Fix: drop the format method, move the constraint into .describe() text where the model reads it:

// Wrong                                  // Right
homepage: z.url().describe('Homepage')    homepage: z.string().describe('Homepage (absolute URL)')

Override: widen the allowlist when targeting only vendors that accept the format:

validateDefinitions({ formatAllowlist: ['email', 'uuid', 'date-time', 'uri'], tools, resources, prompts });

schema-anyof-needs-type

Severity: warning

Fires when an anyOf/oneOf branch lacks a top-level type. Gemini rejects with 400: reference to undefined schema. Triggered by patterns like z.union([z.object({...}).nullable(), z.object({...})]) — the inner nullable emits a typeless anyOf.

Fix: prefer optionality via required-omission, or use z.discriminatedUnion for tagged unions — both emit branches with explicit type: "object".

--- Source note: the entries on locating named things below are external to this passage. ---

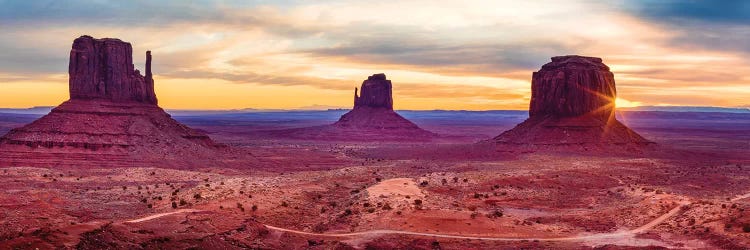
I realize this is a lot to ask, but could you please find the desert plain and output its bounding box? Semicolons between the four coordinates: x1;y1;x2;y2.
0;110;750;249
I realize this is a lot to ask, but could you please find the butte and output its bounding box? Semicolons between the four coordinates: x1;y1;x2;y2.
493;55;653;151
0;36;222;167
273;73;436;142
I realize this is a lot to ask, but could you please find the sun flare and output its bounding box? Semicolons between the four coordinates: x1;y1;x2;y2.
615;98;642;108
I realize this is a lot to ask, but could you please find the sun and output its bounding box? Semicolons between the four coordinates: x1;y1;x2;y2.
615;97;642;108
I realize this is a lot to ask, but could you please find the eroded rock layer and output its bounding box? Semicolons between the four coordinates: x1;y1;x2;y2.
494;56;651;150
0;36;220;166
268;74;436;142
68;36;157;104
333;73;432;137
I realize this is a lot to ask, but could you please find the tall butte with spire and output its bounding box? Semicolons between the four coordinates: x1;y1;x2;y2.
269;73;437;142
494;55;652;150
0;36;220;166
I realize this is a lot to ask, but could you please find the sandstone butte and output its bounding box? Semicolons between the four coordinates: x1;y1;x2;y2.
494;55;652;150
0;36;221;166
333;73;432;137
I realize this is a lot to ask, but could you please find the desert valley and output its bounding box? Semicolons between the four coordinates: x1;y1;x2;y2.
0;36;750;249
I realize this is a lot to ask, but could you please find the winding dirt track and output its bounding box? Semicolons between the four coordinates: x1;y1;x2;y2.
126;193;750;241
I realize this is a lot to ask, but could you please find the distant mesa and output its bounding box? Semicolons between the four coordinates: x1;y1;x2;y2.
0;36;221;166
270;73;435;141
494;55;652;150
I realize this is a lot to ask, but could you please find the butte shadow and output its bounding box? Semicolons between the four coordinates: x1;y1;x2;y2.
489;55;654;152
265;74;437;142
0;36;232;166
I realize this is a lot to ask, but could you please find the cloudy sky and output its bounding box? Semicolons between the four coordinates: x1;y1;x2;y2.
0;0;750;110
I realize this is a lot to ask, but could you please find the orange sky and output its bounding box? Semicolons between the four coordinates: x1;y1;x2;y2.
0;0;750;110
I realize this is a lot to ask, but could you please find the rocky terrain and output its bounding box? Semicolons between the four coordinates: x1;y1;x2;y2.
0;44;750;249
0;36;231;166
494;56;652;151
268;74;437;142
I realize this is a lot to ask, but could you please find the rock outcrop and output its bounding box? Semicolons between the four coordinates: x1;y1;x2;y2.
333;73;429;133
68;36;157;105
529;56;617;119
268;74;435;141
0;36;221;166
354;73;393;110
494;56;652;150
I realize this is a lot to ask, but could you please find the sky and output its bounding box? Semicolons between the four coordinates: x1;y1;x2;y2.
0;0;750;110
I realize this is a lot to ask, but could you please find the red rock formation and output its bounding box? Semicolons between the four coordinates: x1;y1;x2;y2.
494;56;651;150
333;73;429;134
269;74;435;141
529;56;617;119
0;36;219;166
354;73;393;110
68;36;157;105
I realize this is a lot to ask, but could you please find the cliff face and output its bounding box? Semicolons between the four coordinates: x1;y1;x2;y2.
325;73;434;140
494;56;652;150
529;56;617;120
0;36;221;166
68;36;157;105
354;73;393;110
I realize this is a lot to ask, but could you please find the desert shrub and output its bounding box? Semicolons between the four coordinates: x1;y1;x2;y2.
492;210;503;218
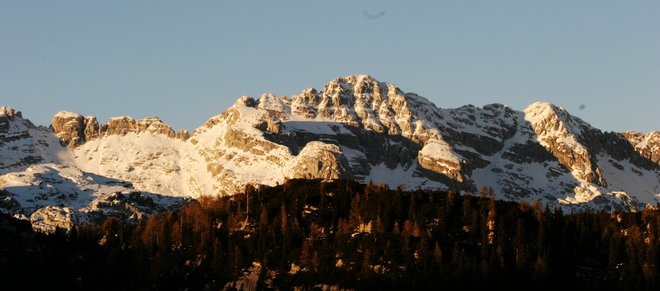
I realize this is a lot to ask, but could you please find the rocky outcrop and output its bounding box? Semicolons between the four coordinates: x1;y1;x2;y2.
30;206;81;233
0;106;22;132
86;191;167;221
51;111;190;148
525;102;605;186
417;139;464;183
0;189;21;213
0;75;660;210
623;131;660;165
50;111;86;148
291;141;353;180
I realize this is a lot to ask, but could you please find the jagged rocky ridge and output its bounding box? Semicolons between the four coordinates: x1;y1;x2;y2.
0;75;660;233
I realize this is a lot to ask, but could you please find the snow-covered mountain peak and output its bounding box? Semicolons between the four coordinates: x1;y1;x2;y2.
0;75;660;224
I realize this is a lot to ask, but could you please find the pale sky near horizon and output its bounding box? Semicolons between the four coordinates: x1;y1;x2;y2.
0;0;660;131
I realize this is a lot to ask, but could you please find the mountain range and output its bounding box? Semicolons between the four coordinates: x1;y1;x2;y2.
0;75;660;231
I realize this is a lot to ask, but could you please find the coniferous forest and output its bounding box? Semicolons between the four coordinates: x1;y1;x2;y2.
0;180;660;290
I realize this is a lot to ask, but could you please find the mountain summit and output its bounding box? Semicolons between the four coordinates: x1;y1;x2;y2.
0;75;660;230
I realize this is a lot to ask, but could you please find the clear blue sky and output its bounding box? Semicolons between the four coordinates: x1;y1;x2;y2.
0;0;660;131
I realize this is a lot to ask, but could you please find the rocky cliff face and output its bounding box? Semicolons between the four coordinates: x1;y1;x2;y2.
0;75;660;217
0;107;183;233
623;131;660;165
51;111;190;148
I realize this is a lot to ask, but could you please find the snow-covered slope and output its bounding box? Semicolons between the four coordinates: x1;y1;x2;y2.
0;75;660;220
0;107;182;232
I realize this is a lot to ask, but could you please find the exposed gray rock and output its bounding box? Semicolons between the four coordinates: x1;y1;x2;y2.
50;111;86;148
623;131;660;165
291;141;353;180
30;206;81;233
51;111;182;148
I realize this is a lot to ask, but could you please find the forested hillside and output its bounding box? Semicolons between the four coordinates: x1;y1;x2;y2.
0;180;660;290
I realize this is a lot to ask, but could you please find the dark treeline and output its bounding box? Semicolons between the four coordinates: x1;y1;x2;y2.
0;180;660;290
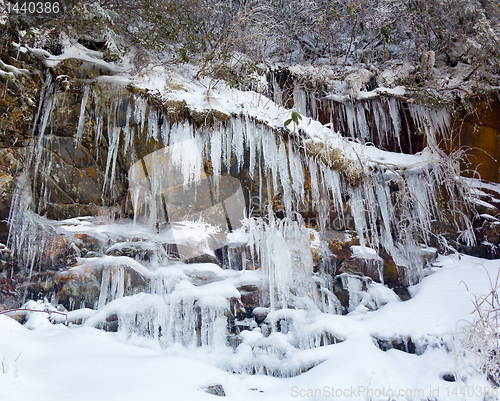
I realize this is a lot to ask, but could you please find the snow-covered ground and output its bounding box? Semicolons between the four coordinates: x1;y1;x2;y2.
0;254;500;401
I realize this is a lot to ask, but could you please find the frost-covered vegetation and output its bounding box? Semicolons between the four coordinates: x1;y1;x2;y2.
3;0;500;79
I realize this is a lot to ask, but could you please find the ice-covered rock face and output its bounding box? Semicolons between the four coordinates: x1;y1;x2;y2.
1;67;480;376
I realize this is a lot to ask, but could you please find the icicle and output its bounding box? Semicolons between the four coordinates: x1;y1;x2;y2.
349;188;367;249
232;118;246;172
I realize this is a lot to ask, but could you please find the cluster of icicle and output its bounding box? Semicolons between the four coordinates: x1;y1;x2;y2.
10;79;474;374
282;81;451;153
11;79;472;279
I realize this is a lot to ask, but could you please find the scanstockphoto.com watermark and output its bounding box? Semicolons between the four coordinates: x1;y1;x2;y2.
290;385;500;400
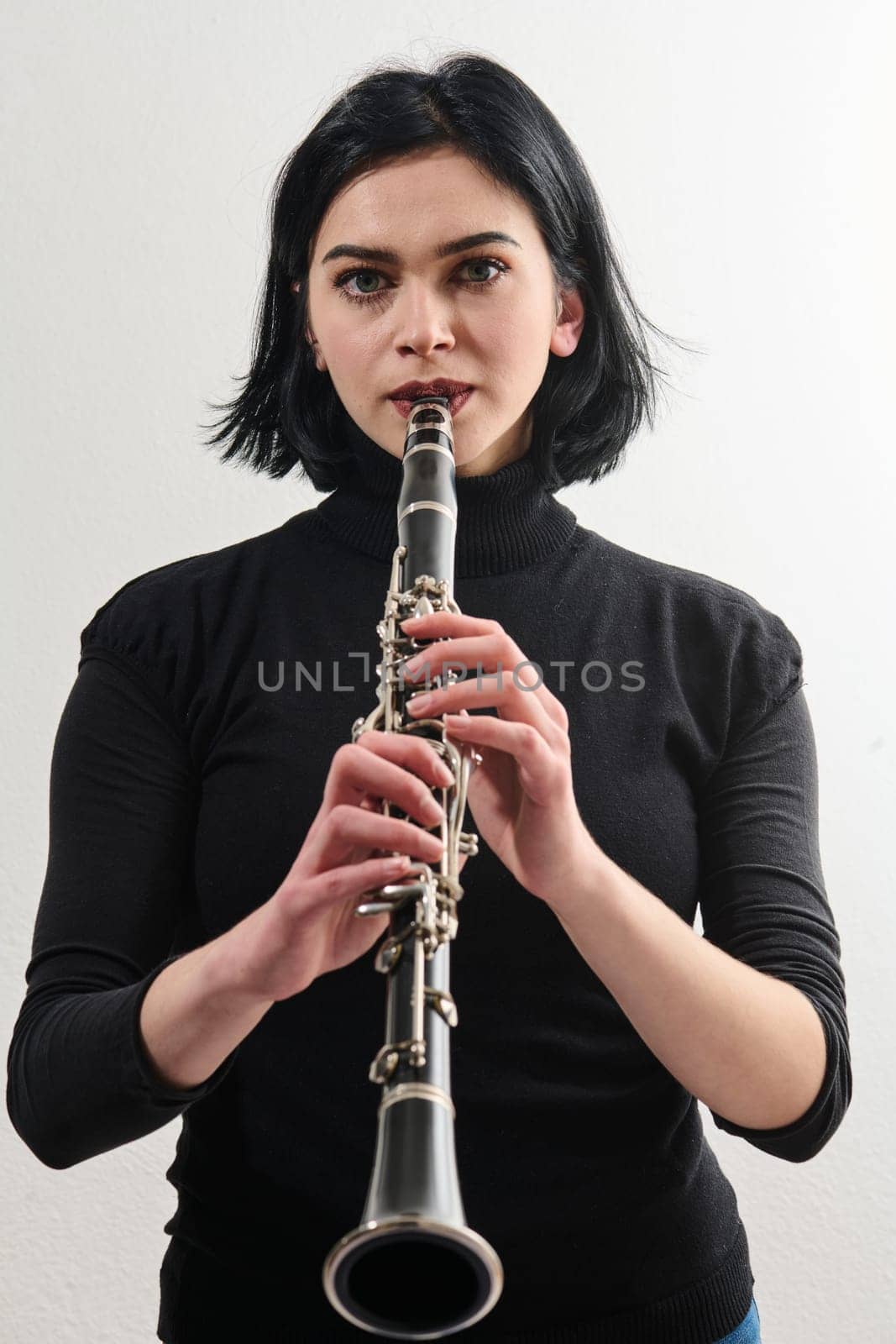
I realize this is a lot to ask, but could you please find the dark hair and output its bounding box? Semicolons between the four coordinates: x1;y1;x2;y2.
202;51;698;491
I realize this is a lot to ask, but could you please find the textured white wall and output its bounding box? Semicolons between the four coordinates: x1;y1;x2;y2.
0;0;896;1344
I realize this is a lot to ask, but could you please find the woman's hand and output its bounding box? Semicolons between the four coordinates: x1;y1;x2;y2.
236;730;456;1001
401;612;602;905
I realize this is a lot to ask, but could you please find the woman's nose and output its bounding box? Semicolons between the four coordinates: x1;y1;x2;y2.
392;284;454;354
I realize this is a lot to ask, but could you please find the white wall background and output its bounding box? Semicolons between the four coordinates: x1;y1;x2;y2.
0;0;896;1344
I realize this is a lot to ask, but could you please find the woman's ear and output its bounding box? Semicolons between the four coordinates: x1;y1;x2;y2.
549;287;584;358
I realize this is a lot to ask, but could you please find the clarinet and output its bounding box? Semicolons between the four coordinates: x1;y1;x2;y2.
322;396;504;1340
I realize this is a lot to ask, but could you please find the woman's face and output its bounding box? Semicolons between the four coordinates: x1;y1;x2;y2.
293;148;583;475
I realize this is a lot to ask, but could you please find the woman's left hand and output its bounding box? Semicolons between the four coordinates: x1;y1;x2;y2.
401;612;602;905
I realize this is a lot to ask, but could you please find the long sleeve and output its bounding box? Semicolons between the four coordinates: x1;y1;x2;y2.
7;650;237;1168
697;618;851;1163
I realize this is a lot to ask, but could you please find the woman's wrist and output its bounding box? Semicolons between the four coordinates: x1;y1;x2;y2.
139;930;273;1091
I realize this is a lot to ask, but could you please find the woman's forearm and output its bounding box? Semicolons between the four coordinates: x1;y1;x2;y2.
548;852;826;1129
139;926;274;1090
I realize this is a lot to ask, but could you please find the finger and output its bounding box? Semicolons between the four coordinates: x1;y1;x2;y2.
308;804;445;876
298;855;411;916
324;731;454;825
407;675;563;744
445;715;562;805
403;612;569;731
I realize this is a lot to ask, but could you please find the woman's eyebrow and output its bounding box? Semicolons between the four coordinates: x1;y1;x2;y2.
321;230;521;266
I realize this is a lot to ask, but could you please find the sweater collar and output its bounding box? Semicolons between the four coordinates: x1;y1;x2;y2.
310;422;576;578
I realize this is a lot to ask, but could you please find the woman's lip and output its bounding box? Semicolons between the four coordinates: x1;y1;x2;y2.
390;387;475;419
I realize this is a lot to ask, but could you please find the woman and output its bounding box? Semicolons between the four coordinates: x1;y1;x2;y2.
8;54;851;1344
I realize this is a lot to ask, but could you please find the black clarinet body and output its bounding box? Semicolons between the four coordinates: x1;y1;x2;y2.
322;396;504;1340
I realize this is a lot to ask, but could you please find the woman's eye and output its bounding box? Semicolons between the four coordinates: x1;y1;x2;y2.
333;257;511;304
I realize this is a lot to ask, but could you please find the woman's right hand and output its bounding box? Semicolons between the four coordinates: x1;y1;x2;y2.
224;730;466;1001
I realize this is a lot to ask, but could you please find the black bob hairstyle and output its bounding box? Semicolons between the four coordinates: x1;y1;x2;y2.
202;51;679;492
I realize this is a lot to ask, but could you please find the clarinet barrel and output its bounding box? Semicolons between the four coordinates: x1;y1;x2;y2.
322;396;504;1340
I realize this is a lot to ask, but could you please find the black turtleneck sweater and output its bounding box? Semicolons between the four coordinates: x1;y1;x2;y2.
7;437;851;1344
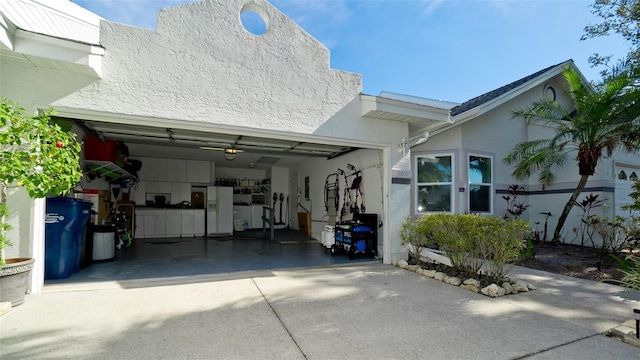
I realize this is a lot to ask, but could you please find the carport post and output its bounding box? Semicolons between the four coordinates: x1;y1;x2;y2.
262;206;275;241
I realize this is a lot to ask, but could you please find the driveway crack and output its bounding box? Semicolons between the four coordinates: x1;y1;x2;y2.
251;278;308;359
511;333;602;360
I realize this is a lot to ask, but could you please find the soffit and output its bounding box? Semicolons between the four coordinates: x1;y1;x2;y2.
361;95;452;133
67;118;368;167
0;0;102;45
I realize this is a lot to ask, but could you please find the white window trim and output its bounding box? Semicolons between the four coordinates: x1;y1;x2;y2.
465;153;495;215
413;153;456;215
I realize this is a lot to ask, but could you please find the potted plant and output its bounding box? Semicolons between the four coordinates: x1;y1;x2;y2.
0;98;82;306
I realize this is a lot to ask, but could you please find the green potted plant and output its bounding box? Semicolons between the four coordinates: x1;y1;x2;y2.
0;98;82;306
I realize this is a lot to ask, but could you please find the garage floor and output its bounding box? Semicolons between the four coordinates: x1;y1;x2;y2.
45;229;379;285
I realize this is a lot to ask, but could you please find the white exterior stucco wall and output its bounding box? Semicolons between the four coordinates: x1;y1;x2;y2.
54;0;361;133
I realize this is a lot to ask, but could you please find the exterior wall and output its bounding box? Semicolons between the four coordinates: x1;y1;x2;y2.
411;73;640;245
0;50;102;293
54;0;361;133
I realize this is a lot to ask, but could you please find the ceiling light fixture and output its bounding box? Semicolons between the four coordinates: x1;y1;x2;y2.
224;148;238;161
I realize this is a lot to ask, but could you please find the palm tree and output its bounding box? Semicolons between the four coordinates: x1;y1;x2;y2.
503;67;640;242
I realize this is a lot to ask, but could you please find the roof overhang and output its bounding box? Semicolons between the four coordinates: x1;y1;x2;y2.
451;61;575;124
0;14;104;78
56;106;385;164
360;95;451;136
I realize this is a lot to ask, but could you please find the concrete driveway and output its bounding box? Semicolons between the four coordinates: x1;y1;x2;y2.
0;264;640;360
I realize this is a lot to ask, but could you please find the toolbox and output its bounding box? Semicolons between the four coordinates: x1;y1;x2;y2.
331;214;378;259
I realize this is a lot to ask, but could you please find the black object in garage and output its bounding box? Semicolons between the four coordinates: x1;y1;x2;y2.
331;213;378;259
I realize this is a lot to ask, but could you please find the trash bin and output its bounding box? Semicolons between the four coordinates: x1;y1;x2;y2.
92;225;116;260
44;197;92;280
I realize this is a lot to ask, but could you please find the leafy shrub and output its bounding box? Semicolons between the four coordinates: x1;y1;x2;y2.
588;216;638;267
612;255;640;290
400;213;529;281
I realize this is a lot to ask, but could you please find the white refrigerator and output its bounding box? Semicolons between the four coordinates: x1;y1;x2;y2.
207;186;233;236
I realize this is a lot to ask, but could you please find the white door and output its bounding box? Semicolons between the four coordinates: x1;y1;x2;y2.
614;165;640;217
289;173;304;229
217;186;233;234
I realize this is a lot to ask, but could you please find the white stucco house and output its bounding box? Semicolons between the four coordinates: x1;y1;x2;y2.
0;0;640;292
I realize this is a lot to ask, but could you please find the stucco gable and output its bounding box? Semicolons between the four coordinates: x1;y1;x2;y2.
57;0;362;133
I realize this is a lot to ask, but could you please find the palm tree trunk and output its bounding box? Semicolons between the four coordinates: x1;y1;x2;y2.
553;175;590;243
0;181;8;265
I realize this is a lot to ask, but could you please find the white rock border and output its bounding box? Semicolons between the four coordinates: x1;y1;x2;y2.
391;260;536;298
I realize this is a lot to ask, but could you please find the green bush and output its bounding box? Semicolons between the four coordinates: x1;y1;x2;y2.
400;213;528;281
617;255;640;290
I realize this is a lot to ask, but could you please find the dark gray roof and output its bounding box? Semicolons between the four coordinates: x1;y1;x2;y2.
451;60;573;116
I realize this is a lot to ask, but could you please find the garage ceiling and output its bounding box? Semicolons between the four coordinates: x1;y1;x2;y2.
71;119;357;168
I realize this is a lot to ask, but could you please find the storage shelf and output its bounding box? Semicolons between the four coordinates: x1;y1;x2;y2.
84;160;137;181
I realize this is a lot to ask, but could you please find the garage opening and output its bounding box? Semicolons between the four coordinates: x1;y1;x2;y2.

schema-no-discriminator-keyword

Severity: warning

Fires when a schema carries the OpenAPI discriminator keyword. OpenAI silently ignores it; Gemini doesn't recognize it. Zod 4's z.discriminatedUnion emits the portable shape (oneOf of typed branches with const-tagged literals), so this rule mainly catches hand-built schemas attached via .meta({...}) or third-party-generated JSON Schema.

Fix: drop the discriminator meta — the const literals on each branch are how clients tell variants apart.

schema-no-defs

Severity: warning (only when portability: 'strict')

Fires when emitted output contains $defs or $ref. Gemini rejects these (400: reference to undefined schema). Typically caused by reused or recursive types built with z.lazy(...). Opt-in because SEP-1576 (token-bloat mitigation) is moving the community toward more $defs.

Fix: inline the recursive type with bounded depth, or accept the Gemini limitation if you target only Anthropic clients.

schema-dialect-tag

Severity: warning (only when portability: 'strict')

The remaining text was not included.